The Dutch TTF front-month contract was up 3.761% at 50.32 euros ($58.08) per megawatt-hour, while the British front-month NBP contract gained 3.845% to 121.55 pence ($1.62) per therm.
Prices had surged more than 5% in early trade, Trading Economic said, pushing the Dutch benchmark to around 51 euros/MWh, its highest level in nearly three weeks, after Israel and Iran exchanged missile strikes despite a ceasefire agreed in April.
Israel said it struck military targets in Iran in response to missile attacks launched by Tehran, which Iran described as retaliation for earlier Israeli strikes in Lebanon. The latest escalation came despite US President Donald Trump's call for Israel to avoid retaliatory action.
However, prices retreated from session highs after Iran signaled it was ending its military response, prompting expectations that further diplomatic efforts could help contain the conflict.
Market participants remain focused on Europe's ability to secure sufficient gas supplies ahead of winter.
Global LNG shipments to Europe have declined in recent weeks as demand from Asia strengthens, ANZ analyst Daniel Hynes said in a note on Monday.

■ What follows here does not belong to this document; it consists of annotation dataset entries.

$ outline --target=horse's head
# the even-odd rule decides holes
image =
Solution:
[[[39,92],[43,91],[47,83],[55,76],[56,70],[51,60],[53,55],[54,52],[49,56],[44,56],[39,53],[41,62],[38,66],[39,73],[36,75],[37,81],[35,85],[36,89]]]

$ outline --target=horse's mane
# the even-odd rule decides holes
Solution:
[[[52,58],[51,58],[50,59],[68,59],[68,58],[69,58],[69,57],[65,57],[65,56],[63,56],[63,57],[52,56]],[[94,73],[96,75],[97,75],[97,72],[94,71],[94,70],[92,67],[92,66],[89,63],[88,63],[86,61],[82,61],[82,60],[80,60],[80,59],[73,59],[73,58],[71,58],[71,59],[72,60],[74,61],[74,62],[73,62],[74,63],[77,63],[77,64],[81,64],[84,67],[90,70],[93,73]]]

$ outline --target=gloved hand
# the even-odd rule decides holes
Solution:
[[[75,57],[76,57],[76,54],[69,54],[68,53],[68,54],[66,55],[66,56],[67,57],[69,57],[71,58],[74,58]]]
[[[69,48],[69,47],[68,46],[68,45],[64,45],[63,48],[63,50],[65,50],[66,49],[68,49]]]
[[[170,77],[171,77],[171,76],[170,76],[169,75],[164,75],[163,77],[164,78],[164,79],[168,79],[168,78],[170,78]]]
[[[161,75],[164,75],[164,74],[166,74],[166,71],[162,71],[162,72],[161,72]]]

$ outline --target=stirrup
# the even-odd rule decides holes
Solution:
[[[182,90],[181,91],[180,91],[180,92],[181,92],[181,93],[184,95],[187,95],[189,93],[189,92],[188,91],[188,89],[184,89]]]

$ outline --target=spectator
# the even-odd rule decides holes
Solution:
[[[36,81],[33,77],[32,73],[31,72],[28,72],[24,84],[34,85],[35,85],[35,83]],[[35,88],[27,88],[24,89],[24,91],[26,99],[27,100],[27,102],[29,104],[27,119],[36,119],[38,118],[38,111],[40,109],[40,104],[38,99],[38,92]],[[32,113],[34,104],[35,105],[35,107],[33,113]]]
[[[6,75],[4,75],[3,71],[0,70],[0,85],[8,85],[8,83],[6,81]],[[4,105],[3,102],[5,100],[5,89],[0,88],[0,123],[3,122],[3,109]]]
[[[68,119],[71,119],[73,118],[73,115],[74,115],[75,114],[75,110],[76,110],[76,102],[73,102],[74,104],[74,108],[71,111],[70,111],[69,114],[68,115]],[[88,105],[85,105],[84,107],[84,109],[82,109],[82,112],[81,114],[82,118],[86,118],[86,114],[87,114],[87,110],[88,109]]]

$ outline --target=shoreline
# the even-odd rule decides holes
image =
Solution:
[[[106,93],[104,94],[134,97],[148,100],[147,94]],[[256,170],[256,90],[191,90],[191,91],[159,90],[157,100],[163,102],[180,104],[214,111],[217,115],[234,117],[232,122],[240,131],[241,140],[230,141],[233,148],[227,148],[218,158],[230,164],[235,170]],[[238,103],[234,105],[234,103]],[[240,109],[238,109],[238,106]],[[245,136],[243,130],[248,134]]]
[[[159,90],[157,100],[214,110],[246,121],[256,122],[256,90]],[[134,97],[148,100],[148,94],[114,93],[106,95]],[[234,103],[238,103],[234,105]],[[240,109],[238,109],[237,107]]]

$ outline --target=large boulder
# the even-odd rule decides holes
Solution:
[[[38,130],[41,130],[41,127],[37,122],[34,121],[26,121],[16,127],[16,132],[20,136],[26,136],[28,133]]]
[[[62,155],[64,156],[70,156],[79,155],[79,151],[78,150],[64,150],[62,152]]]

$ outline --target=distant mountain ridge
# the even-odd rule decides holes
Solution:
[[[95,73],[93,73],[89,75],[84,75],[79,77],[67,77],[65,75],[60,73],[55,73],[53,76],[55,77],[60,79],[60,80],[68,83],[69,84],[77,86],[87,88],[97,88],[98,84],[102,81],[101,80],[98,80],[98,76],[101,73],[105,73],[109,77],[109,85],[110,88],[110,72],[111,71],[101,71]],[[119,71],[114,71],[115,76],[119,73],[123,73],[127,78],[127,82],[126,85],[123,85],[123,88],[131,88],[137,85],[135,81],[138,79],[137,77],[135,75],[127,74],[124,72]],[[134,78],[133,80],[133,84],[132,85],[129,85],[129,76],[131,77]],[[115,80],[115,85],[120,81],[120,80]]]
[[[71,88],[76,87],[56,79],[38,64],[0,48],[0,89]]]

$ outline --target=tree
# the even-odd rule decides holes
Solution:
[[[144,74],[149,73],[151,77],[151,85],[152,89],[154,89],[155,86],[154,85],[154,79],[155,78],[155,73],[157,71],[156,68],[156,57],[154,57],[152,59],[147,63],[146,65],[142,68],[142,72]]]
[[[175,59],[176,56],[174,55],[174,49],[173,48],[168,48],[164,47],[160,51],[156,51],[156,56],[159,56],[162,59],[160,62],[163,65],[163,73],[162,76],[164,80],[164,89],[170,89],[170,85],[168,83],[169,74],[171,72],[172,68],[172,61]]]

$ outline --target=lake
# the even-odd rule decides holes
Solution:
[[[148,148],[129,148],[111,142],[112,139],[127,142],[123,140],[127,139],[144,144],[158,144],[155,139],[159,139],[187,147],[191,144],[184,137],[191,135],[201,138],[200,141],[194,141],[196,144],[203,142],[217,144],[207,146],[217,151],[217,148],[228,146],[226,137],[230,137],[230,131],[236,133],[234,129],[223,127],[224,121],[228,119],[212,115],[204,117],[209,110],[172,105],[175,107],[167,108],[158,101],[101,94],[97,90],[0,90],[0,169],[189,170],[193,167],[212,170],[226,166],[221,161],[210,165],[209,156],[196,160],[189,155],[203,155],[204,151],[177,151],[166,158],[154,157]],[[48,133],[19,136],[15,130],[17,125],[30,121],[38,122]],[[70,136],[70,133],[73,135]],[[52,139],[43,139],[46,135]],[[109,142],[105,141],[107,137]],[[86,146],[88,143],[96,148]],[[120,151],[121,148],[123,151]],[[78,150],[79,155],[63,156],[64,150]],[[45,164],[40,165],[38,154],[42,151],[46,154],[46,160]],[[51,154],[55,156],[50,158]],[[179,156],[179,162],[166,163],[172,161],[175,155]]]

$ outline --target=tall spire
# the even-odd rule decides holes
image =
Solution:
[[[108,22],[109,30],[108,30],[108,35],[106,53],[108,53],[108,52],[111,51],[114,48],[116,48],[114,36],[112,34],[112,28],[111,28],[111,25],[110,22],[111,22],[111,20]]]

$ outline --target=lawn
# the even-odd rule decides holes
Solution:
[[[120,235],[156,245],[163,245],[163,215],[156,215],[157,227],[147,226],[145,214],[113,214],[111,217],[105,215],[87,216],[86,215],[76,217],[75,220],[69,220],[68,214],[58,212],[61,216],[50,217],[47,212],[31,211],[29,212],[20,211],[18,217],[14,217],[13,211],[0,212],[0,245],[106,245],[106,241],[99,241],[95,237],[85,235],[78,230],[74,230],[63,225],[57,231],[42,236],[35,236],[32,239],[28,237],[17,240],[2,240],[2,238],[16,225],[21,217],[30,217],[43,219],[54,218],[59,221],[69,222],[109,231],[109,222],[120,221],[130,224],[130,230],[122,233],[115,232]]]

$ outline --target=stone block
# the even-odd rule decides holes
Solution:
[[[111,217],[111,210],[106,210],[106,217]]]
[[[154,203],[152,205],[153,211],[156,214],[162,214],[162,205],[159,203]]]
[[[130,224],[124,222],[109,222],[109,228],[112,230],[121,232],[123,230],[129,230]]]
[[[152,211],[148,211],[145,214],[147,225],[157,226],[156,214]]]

China has returned to the spot LNG market, while demand in India is recovering as buyers seek additional cargoes to offset lower volumes from Qatar. India has also faced intense heatwaves this summer, driving record electricity demand and increasing reliance on gas-fired power generation during peak evening hours, he said.
European gas inventories remain well below last year's levels. Data from Gas Infrastructure Europe showed EU storage sites were 42.13% full, compared with nearly 51% at the same point a year earlier.